MAMME NO PFAS UN VIDEO PER SENSIBILIZZARE L'EUROPA

  • sabato 15 dicembre 2018

Sono solo alcune delle 30 testimonianze di mamme, famiglie, coppie, persone vittime dai inquinamento da pfas della zona Rossa. Messaggi di sensibilizzazione indirizzati ai ministri dell'Unione Europea affinché l'Europa difronte a quello che in molti già definiscono disastro ambientale non si giri dall'altra parte. E da Bruxelles arriva già una risposta. A darla è l'Autorità europea per la sicurezza alimentare. In uno studio sui rischi dei Pfas per la salute certifica di fatto che le sostanze perfluroalchiliche se sono presenti nell'acqua e nel cibo fanno male e spiegandone le conseguenze ma questo le tante famiglie della zona rossa lo sanno già e da tempo stanno lanciando l'allarme Studio che era atteso dalla Regione Veneto per poter interpretare gli esiti delle analisi sugli alimenti pronte ormai da mesi ed ora finalmente si potranno trarre le debite conseguenze sulla qualità dei cibi che sono prodotti nella zona rossa.
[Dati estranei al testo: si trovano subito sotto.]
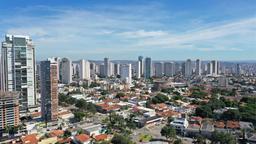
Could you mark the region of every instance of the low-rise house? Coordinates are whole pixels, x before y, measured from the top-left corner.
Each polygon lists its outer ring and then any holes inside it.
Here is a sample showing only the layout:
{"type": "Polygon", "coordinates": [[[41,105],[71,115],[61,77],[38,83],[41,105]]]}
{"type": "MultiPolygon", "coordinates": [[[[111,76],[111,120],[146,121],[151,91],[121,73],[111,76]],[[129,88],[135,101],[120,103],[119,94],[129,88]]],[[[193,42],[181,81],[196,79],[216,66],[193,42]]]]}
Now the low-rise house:
{"type": "Polygon", "coordinates": [[[185,135],[189,137],[196,137],[200,135],[200,124],[189,124],[185,129],[185,135]]]}
{"type": "Polygon", "coordinates": [[[50,137],[61,137],[64,135],[64,131],[63,130],[52,130],[49,133],[50,137]]]}
{"type": "Polygon", "coordinates": [[[163,117],[160,117],[160,116],[143,117],[135,120],[135,122],[138,123],[139,127],[152,126],[152,125],[161,123],[162,121],[163,121],[163,117]]]}
{"type": "Polygon", "coordinates": [[[89,136],[100,135],[101,131],[102,131],[102,125],[101,124],[90,125],[90,126],[83,128],[83,130],[89,136]]]}
{"type": "Polygon", "coordinates": [[[55,137],[41,139],[38,142],[38,144],[55,144],[56,142],[58,142],[58,138],[55,136],[55,137]]]}
{"type": "Polygon", "coordinates": [[[108,141],[108,140],[111,139],[111,135],[100,134],[100,135],[94,136],[94,139],[95,139],[96,142],[108,141]]]}
{"type": "Polygon", "coordinates": [[[37,144],[38,137],[37,137],[37,134],[30,134],[30,135],[21,137],[21,141],[23,144],[37,144]]]}
{"type": "Polygon", "coordinates": [[[90,144],[91,138],[87,134],[80,134],[74,137],[73,143],[75,144],[90,144]]]}
{"type": "Polygon", "coordinates": [[[175,118],[170,125],[174,127],[178,132],[184,132],[188,127],[188,120],[186,118],[175,118]]]}
{"type": "Polygon", "coordinates": [[[211,138],[213,132],[213,122],[211,120],[204,120],[201,125],[201,134],[207,138],[211,138]]]}

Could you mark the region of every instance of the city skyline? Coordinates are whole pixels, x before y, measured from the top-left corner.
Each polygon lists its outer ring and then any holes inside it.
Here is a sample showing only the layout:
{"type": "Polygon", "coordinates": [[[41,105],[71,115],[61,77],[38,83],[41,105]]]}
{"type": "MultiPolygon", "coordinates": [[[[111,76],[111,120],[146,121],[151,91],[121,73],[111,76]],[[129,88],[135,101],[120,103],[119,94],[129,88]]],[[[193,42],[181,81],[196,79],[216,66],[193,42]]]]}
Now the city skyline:
{"type": "Polygon", "coordinates": [[[0,9],[0,35],[31,36],[37,61],[56,54],[72,60],[255,60],[253,1],[29,0],[2,1],[0,9]]]}

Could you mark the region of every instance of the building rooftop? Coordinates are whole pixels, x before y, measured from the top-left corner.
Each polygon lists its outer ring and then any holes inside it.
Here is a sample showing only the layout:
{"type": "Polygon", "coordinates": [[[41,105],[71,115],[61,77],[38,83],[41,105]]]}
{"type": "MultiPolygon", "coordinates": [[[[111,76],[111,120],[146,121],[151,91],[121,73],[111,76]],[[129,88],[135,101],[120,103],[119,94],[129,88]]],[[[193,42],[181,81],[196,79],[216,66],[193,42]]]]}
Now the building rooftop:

L'altro fronte in questa travagliata vicenda è quello dei lavoratori della Miteni, l'azienda di Trissino finita nel ciclone per l'inquinamento da Pfas. Dall'oggi al domani l'azienda aveva annunciato il fallimento e il licenziamento dei 121 lavoratori di oggi la notizia del raggiunto accordo al Mise (ministero dello Sviluppo Economico) a Roma cion la firma della cassa integrazione guadagni straordinari per un anno che di fatto blocca immediatamente i licenziamenti. 12 mesi di tempo, di respiro per lavorare sul fronte della formazione e del ricollocamento dei lavoratori anche se rimangono aperti temi importanti come la salute e l'ambiente.